The experts at Chargebacks911 say the best response for merchants to address this trend is to prevent and confront through systems like chargeback alert programs and the representment process.
Of the most useful tools being utilized to address post-transaction fraud and misuse, merchants are leaning heavily on machine-learning and AI to aggregate, analyze and act on transaction data. In fact, 62% of surveyed retailers said they are already using or plan to use AI-based technology to identify and address instances of friendly fraud.
“Chargeback data can serve as a powerful KPI, useful for both more accurate decisioning and fine-tuning strategies,” said Eaton. “It’s worth pointing out that according to our survey, merchants who used a third-party solution or software were twice as likely to know their tracking numbers.”
Furthermore, card networks themselves are more aware of the impacts friendly fraud is having on merchants, and have rolled out new dispute rules to help create a more balanced framework when it comes to chargebacks. Updated rule sets like Visa’s Compelling Evidence 3.0 and Mastercard’s First-Party Trust Program help businesses protect honest transactions and prevent illegitimate disputes by allowing for more transaction information to be submitted by retailers, including purchase history and IP addresses.

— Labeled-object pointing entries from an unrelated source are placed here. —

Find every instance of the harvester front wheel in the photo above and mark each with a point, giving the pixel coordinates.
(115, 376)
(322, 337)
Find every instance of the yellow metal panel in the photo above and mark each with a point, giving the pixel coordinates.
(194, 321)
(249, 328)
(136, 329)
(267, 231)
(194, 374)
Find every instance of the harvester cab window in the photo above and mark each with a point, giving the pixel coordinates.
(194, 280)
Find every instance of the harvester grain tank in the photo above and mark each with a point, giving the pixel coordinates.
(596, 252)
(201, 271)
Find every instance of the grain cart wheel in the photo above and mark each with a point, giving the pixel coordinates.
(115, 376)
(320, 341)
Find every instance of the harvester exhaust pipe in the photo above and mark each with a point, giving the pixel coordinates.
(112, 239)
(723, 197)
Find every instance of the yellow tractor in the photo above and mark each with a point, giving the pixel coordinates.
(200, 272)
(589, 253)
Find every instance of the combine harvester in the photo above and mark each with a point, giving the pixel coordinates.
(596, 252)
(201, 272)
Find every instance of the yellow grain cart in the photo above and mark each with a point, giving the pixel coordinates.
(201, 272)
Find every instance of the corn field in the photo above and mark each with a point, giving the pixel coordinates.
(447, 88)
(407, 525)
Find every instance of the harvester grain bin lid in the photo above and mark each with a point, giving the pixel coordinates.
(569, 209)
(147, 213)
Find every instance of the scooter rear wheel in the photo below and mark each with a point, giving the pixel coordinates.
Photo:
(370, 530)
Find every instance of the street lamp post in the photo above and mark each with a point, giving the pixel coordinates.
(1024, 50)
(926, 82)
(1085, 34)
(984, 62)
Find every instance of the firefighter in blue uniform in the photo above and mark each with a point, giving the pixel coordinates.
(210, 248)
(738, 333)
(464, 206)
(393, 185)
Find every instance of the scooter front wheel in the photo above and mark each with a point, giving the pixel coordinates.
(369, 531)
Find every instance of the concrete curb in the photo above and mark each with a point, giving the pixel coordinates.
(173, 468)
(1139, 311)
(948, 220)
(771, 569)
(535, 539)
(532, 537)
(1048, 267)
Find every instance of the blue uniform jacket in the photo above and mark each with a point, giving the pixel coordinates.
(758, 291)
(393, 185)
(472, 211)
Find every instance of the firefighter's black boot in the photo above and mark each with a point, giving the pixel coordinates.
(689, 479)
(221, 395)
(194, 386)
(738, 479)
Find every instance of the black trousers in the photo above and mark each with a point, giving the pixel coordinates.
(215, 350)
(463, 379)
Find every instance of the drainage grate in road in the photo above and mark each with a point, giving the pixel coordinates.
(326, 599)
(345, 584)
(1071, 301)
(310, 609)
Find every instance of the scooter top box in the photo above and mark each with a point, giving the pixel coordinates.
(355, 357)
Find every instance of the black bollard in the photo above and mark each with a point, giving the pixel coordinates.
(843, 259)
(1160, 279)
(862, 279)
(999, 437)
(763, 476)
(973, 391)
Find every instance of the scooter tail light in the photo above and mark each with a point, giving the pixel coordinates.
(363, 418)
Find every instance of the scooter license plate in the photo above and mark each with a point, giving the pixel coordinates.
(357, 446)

Merchants of all sizes are encouraged to challenge any chargeback they receive that shows signs of friendly fraud or first-party misuse, according to Chargebacks911. The majority of surveyed retailers say they have an internal team dedicated to managing chargebacks, but when comparing the numbers reported by merchants, the report found that companies who leverage representment software and services through a platform provider saw a net recovery rate more than 55 percent higher than merchants that managed the process internally.